AFGHANISTAN It's a war zone. But that didn't stop Afghanistan's parliament from calling for the prosecution of U.S. military personnel involved in a road crash that killed five Afghan civilians and sparked two days of anti-U.S. riots in Kabul, in which at least 20 Afghans died. President Bush spoke May 31 with Afghan president Hamad Karzai and pledged a full investigation of the accident involving a U.S. truck that plowed into a line of cars, apparently after brake failure. Taliban militants used the unrest to step up provincial attacks, overrunning one district police headquarters, killing a dozen police and abducting up to 40 more.
IRAN The United States announced that it would enter direct talks with Iran-a first since diplomatic ties were severed 27 years ago-if the Islamic regime suspends all nuclear enrichment activities. In a major shift in Bush administration policy toward Iran, Secretary of State Condoleezza Rice announced May 31 that U.S. officials "will come to the table with our European colleagues and meet with Iranian leaders." Ms. Rice told reporters she believed direct U.S. participation removes "the last excuse" by Iran to halt what had been a clandestine nuclear weapons program.
But the secretary stopped short of charting a course toward resuming diplomatic relations with Iran, which broke off after Islamic radicals occupied the U.S. embassy in Tehran in 1979, asserting that Iran's nuclear program is not the only obstacle. "The Iranian government supports terror and is involved in the insurgency in Iraq," she said.
IRAQ U.S. commanders launched an investigation into the alleged killings of 24 Iraqi civilians in Haditha by Marines last November after viewing a videotape that reportedly shows members of Kilo Company, 3rd Battalion, 1st Marines, on a rampage in the insurgent stronghold, where the company was hit by an improvised explosive device and one of its Marines killed. War critics like Rep. John Murtha (D-Pa.) accused the Bush administration of covering up the incident. But such a coverup would have to have a different source: Journalists for Time magazine shot the footage said to show the incident.
INDONESIA Following the deaths of seven people from the same family in Sumatra, Indonesia, last month, health officials warned that authorities in avian flu--infected countries are underreporting the virus. Rural fears of losing infected poultry to eradication programs slow many farmers in China, Indonesia, and Africa from reporting the disease. While U.S. officials refine a national strategy announced last month to deal with a potential bird-flu pandemic, health officials continue to investigate the possibility that bird flu spread human-to-human in Sumatra. The World Health Organization found no sign of diseased poultry in the immediate area.
TREASURY President Bush picked Henry Paulson, chairman of Goldman Sachs, to replace John Snow as secretary of the Treasury. At $38 million Wall Street's highest-paid executive last year, according to Bloomberg News, the 60-year-old investment banker is the president's third treasury secretary but the first from the financial services sector. If global markets showed their support for the choice, so, too, remarkably, did Sen. Charles Schumer (D-N.Y.), usually a high hurdle in Senate confirmation tests.
HURRICANES With the official start of a new hurricane season June 1, a mammoth report by the U.S. Army Corps of Engineers is expected to shed light on what happened when Hurricane Katrina breached levees and flood walls in New Orleans.
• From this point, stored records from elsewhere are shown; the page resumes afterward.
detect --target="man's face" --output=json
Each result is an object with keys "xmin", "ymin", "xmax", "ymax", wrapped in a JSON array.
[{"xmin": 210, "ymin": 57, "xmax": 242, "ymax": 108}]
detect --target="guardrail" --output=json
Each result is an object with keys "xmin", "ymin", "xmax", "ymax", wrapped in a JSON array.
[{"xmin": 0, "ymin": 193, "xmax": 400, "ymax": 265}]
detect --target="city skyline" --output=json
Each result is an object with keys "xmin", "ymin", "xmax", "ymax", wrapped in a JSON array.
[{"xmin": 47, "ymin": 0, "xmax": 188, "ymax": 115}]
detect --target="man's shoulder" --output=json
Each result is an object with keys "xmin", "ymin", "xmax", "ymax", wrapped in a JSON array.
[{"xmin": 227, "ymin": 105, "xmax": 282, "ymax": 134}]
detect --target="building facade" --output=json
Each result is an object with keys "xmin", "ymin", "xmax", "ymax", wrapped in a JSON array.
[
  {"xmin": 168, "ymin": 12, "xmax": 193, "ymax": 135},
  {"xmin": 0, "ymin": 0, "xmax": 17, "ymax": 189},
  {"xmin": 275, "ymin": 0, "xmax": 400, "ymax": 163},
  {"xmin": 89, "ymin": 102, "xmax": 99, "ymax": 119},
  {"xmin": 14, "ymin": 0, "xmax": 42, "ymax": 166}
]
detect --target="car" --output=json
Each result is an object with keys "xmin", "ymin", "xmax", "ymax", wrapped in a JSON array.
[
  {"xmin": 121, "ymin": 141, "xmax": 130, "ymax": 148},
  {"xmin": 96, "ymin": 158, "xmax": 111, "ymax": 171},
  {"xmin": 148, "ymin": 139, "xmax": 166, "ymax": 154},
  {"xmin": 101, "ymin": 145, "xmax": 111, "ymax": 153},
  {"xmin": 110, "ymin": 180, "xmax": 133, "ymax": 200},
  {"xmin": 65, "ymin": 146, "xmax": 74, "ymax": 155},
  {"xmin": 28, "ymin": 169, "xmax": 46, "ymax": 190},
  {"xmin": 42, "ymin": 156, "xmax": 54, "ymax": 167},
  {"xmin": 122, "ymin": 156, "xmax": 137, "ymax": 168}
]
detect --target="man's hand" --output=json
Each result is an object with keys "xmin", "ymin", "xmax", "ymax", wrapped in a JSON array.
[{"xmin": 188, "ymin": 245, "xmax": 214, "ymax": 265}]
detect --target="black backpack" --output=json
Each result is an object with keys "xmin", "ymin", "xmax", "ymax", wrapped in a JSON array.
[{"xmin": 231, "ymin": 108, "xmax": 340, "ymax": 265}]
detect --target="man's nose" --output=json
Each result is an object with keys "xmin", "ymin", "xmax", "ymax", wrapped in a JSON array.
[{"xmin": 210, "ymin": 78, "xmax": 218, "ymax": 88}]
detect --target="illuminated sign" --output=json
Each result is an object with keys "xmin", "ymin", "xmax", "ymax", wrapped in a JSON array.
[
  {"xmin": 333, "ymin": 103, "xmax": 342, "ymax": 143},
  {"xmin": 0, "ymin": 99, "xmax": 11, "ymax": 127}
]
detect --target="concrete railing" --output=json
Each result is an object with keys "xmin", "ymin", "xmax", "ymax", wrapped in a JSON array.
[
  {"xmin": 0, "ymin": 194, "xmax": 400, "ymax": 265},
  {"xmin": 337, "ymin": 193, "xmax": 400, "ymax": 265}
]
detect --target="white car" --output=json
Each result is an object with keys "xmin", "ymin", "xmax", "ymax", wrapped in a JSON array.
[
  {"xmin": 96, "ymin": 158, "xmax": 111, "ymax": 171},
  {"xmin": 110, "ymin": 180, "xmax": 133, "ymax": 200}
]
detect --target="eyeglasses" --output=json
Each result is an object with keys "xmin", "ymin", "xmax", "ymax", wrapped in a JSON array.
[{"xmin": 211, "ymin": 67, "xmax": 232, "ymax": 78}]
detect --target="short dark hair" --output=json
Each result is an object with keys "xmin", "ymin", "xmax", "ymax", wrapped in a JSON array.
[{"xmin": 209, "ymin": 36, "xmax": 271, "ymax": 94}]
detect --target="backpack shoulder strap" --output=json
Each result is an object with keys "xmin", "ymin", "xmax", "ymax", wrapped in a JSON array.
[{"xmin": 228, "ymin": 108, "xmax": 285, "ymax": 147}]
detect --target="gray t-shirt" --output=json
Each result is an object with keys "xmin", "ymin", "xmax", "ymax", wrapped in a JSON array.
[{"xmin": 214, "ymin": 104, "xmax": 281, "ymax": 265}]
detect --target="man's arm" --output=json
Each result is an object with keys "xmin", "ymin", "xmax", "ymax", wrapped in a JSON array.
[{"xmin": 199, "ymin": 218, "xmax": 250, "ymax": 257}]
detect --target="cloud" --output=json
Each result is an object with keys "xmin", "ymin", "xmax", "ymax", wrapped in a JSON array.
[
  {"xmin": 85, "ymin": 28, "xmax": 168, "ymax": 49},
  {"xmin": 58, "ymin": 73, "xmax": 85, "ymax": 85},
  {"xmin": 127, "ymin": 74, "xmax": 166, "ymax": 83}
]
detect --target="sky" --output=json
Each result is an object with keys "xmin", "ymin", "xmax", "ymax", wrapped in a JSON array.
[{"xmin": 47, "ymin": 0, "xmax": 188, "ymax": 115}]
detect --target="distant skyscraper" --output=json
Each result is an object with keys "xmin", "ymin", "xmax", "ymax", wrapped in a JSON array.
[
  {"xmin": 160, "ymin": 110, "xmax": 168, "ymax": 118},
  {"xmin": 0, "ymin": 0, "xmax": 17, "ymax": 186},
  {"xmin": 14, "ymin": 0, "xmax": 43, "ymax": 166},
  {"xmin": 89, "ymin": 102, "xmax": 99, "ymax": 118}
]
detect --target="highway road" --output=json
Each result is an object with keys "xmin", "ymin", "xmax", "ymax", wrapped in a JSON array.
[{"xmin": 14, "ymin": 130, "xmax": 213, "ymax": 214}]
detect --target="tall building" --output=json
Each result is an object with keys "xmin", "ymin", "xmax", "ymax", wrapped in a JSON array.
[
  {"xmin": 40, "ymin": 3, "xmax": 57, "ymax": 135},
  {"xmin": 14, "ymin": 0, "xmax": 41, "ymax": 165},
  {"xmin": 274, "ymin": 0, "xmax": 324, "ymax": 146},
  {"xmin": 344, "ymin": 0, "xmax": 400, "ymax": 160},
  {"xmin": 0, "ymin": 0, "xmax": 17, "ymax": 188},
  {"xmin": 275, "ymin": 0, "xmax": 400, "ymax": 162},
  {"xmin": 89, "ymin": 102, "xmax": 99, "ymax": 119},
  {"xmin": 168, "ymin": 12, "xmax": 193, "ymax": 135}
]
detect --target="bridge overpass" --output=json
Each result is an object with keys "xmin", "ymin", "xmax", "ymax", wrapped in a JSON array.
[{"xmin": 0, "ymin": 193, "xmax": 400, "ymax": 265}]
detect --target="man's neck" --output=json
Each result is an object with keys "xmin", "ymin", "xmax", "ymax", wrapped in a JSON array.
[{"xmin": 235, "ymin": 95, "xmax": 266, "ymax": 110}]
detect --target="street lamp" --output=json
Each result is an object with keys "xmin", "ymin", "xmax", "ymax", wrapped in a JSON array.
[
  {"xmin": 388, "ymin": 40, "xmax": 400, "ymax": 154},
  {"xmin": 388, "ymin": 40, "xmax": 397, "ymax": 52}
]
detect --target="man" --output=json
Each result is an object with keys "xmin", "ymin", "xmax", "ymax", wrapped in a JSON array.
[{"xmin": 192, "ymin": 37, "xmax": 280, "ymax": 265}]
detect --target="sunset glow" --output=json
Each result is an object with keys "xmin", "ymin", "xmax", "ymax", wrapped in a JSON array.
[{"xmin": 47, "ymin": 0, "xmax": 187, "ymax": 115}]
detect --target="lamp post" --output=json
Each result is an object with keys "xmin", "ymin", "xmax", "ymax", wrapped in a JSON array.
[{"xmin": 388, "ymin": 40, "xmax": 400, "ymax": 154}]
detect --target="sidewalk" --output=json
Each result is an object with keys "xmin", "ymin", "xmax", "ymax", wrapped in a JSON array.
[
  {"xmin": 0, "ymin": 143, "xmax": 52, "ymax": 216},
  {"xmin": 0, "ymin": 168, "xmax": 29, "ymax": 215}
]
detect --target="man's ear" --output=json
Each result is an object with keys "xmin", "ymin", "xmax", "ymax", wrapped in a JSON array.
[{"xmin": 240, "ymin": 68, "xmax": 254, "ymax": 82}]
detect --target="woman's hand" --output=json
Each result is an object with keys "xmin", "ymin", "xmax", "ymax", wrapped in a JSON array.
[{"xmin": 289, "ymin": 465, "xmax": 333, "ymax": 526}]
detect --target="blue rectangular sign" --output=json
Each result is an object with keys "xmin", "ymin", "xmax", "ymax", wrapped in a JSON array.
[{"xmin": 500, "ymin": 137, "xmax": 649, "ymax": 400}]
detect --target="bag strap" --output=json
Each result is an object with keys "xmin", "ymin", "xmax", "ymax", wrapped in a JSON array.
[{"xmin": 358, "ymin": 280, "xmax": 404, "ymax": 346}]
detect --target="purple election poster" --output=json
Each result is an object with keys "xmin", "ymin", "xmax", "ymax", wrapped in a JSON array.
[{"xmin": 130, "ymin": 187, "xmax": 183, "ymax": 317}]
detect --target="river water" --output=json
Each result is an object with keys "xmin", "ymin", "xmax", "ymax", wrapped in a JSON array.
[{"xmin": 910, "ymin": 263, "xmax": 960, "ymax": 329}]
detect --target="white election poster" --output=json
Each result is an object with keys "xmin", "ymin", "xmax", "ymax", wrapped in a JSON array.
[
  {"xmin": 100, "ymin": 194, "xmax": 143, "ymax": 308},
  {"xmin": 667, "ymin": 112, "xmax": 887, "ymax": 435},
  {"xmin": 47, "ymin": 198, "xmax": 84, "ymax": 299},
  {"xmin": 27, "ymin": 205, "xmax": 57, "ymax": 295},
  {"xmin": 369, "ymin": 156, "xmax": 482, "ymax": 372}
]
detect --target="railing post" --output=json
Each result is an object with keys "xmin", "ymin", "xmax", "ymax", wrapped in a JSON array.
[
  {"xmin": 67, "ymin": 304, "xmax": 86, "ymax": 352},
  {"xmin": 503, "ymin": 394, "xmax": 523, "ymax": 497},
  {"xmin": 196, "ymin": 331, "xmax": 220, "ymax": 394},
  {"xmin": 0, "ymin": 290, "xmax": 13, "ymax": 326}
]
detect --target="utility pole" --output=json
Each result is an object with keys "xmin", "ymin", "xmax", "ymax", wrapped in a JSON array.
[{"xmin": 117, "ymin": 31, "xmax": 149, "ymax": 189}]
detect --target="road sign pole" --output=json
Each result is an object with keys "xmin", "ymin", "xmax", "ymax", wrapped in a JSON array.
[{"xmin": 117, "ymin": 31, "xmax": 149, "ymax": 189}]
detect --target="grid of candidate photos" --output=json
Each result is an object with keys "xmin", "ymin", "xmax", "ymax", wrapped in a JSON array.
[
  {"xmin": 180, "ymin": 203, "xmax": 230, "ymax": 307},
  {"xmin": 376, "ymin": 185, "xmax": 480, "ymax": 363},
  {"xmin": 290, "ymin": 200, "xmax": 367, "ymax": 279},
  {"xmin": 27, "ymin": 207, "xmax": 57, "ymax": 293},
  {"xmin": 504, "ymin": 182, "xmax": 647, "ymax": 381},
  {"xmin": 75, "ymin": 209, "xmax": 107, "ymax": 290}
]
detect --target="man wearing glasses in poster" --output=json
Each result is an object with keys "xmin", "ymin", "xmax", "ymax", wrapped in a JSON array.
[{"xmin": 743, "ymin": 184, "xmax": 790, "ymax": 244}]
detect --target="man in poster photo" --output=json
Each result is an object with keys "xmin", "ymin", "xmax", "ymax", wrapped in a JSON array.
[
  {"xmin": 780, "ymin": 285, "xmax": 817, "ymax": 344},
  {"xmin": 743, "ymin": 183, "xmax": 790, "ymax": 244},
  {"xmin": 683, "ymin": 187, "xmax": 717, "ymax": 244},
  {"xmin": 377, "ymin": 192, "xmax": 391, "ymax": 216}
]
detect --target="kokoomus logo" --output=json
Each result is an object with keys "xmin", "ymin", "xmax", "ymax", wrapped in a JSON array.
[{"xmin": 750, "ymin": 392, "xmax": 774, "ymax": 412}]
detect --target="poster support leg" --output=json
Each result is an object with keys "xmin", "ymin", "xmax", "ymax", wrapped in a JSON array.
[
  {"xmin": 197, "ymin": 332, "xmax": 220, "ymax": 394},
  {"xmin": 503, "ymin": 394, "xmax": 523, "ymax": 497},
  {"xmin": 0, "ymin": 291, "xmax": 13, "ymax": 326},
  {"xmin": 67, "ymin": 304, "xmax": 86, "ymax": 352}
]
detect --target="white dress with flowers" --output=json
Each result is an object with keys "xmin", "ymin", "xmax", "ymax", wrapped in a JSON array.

The 6,000-page report gives details about design and engineering failures leading to citywide flooding that killed over 1,500 people.
But local officials in towns along the Gulf Coast aren't waiting for a federal mandate to prepare for coming storms. Mayor Guy Goodson of Beaumont, Texas, where Hurricane Rita struck last fall, says he is advising local officials not to count on the state or federal government to be there directly after a disaster. "Communities need to save money and have a rainy-day fund," Mr. Goodson said.
POLITICS Sen. Hillary Clinton (D-N.Y.) formally opened her Senate reelection campaign May 31 after winning unanimous backing from the party for another term. But the former first lady and leading contender for the 2008 Democratic presidential nomination quickly went national with a call to "take our country back" from the current Republican leadership. With her husband by her side at the Democratic state convention in Buffalo, Mrs. Clinton told delegates, "I believe that we need a fundamentally new direction. . . . We are better than what is happening in America today."